SPARTAN: a model-based semantic compression system for massive data tables

  • Authors:
  • Shivnath Babu;Minos Garofalakis;Rajeev Rastogi

  • Affiliations:
  • Stanford University and Bell Laboratories;Bell Laboratories;Bell Laboratories

  • Venue:
  • SIGMOD '01 Proceedings of the 2001 ACM SIGMOD international conference on Management of data
  • Year:
  • 2001

Quantified Score

Hi-index 0.00

Visualization

Abstract

While a variety of lossy compression schemes have been developed for certain forms of digital data (e.g., images, audio, video), the area of lossy compression techniques for arbitrary data tables has been left relatively unexplored.

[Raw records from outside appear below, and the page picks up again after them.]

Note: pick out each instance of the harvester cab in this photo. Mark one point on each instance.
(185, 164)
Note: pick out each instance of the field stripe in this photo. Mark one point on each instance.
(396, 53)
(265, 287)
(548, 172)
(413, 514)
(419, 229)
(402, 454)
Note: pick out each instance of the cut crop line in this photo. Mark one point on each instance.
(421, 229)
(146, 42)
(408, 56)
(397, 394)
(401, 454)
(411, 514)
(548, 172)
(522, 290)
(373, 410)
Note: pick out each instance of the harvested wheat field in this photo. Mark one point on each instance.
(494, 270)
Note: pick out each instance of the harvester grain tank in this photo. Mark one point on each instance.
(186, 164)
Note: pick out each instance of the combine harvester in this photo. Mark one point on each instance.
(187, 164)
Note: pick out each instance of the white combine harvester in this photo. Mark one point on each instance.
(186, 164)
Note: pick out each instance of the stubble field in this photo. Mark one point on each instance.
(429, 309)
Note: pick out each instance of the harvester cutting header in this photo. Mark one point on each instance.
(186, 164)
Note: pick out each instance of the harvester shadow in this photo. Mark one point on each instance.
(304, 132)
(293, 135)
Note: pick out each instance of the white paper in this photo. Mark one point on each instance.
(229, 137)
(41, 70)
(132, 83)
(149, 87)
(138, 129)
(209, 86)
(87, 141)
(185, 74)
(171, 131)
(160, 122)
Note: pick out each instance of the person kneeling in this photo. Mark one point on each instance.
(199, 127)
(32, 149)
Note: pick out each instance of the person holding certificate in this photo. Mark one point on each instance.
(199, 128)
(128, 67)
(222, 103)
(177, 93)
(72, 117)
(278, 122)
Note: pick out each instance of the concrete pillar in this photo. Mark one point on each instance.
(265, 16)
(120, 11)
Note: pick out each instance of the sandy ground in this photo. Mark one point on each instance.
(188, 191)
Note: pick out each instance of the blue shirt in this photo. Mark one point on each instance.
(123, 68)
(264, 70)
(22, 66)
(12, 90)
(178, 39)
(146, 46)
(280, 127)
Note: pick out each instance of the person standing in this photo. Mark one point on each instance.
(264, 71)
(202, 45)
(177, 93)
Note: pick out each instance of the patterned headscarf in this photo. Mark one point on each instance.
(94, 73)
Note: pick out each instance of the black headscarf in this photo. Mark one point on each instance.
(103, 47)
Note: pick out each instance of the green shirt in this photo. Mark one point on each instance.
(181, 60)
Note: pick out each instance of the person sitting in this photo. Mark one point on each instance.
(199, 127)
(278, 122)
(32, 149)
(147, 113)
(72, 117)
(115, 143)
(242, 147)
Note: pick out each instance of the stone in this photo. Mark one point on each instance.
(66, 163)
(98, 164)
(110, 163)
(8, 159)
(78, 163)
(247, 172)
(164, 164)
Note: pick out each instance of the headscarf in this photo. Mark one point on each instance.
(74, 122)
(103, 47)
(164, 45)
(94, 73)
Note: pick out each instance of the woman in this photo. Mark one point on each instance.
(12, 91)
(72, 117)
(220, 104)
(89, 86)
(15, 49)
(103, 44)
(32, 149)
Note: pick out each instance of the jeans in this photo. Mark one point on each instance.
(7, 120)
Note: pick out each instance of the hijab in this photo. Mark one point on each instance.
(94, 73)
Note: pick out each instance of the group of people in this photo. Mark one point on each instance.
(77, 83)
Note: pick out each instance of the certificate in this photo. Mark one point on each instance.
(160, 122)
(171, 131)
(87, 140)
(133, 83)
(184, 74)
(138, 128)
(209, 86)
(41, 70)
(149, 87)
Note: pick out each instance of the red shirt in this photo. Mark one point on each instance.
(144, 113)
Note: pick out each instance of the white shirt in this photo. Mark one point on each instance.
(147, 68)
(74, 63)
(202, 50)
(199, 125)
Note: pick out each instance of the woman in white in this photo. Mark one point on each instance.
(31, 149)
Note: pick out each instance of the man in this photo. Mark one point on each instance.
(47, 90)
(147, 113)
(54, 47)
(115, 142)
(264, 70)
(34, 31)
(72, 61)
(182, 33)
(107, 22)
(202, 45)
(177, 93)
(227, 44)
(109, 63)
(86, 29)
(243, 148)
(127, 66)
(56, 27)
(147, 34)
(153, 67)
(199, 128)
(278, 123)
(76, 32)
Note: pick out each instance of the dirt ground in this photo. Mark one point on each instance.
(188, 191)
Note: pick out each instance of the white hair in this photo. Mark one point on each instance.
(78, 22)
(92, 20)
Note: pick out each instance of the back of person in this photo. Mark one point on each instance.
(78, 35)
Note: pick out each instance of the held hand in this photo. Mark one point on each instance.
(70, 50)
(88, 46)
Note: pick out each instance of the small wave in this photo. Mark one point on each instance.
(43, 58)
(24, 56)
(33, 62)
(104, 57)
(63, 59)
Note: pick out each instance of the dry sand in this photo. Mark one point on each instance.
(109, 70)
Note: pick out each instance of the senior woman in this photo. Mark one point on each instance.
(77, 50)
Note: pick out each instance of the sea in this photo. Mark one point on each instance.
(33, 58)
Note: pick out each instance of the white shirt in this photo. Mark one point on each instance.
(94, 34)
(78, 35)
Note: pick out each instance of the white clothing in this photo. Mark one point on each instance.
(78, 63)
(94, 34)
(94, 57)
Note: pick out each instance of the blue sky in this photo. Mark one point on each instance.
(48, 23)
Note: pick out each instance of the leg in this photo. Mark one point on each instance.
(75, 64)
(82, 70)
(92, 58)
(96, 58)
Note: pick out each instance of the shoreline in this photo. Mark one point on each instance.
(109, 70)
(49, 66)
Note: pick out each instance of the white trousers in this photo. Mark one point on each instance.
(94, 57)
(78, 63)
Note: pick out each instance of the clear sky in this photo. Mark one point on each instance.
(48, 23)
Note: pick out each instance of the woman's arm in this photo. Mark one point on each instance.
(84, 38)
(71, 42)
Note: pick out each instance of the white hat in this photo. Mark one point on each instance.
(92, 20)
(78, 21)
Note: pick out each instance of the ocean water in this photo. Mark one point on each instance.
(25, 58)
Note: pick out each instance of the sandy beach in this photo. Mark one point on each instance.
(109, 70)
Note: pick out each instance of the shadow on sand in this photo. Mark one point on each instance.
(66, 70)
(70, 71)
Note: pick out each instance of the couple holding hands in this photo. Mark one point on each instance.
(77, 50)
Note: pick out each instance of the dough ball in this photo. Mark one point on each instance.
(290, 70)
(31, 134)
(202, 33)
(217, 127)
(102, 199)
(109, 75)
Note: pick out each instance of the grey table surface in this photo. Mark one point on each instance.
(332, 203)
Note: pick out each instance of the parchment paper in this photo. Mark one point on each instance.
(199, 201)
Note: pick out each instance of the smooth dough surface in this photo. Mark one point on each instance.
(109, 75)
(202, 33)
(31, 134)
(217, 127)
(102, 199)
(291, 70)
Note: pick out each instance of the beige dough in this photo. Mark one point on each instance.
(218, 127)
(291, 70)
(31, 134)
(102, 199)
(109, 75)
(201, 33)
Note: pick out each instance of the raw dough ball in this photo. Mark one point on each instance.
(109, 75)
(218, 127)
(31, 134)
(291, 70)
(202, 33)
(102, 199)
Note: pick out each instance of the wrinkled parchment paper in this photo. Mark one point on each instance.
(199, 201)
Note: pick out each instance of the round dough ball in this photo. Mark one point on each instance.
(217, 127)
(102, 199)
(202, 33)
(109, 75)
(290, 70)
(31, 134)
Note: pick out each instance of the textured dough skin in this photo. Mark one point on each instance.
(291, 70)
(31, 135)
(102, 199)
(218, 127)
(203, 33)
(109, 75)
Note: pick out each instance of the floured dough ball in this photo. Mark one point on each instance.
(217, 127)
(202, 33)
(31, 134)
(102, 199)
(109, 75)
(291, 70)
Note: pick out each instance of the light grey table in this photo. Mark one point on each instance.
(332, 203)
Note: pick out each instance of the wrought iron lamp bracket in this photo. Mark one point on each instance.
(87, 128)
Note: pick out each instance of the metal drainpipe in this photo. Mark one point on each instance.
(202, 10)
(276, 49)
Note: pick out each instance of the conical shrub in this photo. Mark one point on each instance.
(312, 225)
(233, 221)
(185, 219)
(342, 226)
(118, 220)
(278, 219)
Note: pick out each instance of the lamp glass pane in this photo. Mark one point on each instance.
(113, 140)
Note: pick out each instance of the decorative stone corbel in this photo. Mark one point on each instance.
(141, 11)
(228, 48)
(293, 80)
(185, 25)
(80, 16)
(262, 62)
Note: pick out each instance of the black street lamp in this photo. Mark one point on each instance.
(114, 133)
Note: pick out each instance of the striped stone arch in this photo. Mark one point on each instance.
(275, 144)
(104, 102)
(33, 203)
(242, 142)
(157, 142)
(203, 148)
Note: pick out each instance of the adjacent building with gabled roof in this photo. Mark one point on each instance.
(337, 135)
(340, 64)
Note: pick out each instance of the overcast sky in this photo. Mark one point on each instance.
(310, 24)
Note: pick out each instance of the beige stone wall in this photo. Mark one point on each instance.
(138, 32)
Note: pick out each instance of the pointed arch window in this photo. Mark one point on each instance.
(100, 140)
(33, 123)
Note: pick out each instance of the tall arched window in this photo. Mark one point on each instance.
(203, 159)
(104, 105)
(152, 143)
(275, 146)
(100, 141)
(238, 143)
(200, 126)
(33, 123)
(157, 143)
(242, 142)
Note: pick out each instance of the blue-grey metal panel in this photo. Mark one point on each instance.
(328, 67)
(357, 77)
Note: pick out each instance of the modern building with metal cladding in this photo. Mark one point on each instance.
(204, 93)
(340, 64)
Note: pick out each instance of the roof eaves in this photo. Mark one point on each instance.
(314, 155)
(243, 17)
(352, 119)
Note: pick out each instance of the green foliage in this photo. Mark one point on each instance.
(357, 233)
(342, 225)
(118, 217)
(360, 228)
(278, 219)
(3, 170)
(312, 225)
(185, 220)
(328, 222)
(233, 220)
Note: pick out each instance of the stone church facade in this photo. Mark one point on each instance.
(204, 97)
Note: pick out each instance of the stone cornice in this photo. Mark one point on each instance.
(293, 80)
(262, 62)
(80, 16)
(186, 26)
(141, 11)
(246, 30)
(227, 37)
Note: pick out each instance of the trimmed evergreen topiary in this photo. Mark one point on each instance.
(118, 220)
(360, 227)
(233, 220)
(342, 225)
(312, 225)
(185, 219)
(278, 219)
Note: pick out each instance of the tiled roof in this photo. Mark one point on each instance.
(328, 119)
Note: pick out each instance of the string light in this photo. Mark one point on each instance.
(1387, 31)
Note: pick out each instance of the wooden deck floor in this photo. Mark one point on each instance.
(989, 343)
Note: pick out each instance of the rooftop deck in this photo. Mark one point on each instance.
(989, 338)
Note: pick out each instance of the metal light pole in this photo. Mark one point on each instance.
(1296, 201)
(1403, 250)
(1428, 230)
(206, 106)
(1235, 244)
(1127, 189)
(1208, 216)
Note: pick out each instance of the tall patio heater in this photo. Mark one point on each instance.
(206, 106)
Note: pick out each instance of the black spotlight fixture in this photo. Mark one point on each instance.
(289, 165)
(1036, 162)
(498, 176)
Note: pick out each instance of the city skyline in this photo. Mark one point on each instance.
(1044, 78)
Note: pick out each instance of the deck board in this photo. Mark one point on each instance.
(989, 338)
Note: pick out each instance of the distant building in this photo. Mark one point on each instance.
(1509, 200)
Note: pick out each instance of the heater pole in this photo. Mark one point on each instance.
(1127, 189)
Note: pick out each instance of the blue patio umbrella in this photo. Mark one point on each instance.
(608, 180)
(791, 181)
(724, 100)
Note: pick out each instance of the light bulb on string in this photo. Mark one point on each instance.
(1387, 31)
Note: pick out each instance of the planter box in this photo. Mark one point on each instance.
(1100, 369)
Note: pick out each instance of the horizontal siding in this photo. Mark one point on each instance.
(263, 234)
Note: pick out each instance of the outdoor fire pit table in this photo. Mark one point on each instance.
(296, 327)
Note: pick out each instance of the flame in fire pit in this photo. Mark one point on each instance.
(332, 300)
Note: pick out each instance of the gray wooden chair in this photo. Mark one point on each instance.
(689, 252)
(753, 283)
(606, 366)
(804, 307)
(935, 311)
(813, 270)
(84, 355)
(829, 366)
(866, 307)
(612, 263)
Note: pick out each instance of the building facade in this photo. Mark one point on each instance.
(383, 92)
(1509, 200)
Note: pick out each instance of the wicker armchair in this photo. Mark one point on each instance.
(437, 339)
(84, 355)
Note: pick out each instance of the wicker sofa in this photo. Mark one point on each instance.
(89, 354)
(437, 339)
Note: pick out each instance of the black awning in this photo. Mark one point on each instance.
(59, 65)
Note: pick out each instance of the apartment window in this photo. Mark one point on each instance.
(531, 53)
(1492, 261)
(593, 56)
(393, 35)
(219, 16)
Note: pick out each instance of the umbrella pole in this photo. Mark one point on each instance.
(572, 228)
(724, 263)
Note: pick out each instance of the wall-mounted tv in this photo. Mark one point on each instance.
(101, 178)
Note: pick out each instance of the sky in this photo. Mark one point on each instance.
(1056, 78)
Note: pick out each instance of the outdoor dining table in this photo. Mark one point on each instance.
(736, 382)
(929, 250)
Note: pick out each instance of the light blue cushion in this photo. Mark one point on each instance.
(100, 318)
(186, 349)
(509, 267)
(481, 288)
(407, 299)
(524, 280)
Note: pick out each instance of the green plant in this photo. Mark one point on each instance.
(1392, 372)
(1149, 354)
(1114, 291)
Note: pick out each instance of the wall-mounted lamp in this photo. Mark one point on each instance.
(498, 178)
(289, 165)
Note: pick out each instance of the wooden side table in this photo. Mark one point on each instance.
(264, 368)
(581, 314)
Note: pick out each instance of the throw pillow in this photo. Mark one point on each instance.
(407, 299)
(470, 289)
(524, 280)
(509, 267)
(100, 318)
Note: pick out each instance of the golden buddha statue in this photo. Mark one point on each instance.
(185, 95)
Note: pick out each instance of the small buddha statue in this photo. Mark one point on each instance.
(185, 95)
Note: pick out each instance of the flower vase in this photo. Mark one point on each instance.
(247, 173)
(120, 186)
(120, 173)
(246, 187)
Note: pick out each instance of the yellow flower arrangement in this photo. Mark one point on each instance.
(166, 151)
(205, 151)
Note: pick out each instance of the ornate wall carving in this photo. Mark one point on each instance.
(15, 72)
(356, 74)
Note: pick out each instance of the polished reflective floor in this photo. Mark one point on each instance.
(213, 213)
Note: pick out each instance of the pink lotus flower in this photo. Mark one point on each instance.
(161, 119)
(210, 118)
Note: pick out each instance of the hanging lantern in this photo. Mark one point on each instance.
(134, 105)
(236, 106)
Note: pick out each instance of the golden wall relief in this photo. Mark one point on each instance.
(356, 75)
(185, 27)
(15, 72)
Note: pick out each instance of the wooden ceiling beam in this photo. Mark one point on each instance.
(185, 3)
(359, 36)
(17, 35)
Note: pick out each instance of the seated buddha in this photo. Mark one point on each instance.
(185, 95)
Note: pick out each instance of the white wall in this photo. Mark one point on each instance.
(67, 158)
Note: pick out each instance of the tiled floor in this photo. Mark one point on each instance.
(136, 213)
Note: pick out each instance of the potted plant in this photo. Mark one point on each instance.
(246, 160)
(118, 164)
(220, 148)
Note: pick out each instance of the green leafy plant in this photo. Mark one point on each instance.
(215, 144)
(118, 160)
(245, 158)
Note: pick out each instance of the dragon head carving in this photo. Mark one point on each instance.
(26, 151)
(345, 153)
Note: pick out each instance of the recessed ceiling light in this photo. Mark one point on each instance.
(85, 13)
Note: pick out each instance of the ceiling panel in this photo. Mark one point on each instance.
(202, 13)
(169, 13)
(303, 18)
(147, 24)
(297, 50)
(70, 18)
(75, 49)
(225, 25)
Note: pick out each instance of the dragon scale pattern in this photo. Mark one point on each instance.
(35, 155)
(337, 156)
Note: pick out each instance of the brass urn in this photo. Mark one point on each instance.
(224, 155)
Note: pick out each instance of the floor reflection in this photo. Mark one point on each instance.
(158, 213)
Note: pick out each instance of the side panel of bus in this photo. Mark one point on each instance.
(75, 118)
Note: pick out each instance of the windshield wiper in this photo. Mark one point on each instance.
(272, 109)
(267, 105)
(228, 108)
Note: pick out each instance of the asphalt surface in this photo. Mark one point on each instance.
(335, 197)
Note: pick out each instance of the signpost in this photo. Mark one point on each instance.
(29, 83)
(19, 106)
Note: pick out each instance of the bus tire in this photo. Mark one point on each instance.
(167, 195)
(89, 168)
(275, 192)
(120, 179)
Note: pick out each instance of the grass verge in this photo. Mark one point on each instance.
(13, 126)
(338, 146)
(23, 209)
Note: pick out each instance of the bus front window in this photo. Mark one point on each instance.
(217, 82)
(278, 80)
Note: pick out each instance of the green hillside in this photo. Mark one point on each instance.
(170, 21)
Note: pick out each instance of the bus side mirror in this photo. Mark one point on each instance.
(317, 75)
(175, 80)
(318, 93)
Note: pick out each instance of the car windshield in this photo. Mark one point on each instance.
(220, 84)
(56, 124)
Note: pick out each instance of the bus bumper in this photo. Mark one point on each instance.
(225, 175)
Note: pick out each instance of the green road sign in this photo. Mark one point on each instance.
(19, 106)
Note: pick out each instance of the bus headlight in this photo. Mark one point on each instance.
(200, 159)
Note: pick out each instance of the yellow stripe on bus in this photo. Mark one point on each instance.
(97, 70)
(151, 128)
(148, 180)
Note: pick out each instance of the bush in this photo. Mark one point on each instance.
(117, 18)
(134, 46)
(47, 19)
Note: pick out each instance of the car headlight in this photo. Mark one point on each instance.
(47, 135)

Nevertheless, such techniques are clearly motivated by the ever-increasing data collection rates of modern enterprises and the need for effective, guaranteed-quality approximate answers to queries over massive relational data sets. In this paper, we propose SPARTAN, a system that takes advantage of attribute semantics and data-mining models to perform lossy compression of massive data tables. SPARTAN is based on the novel idea of exploiting predictive data correlations and prescribed error tolerances for individual attributes to construct concise and accurate Classification and Regression Tree (CaRT) models for entire columns of a table. More precisely, SPARTAN selects a certain subset of attributes for which no values are explicitly stored in the compressed table; instead, concise CaRTs that predict these values (within the prescribed error bounds) are maintained. To restrict the huge search space and construction cost of possible CaRT predictors, SPARTAN employs sophisticated learning techniques and novel combinatorial optimization algorithms. Our experimentation with several real-life data sets offers convincing evidence of the effectiveness of SPARTAN's model-based approach — SPARTAN is able to consistently yield substantially better compression ratios than existing semantic or syntactic compression tools (e.g., gzip) while utilizing only small data samples for model inference.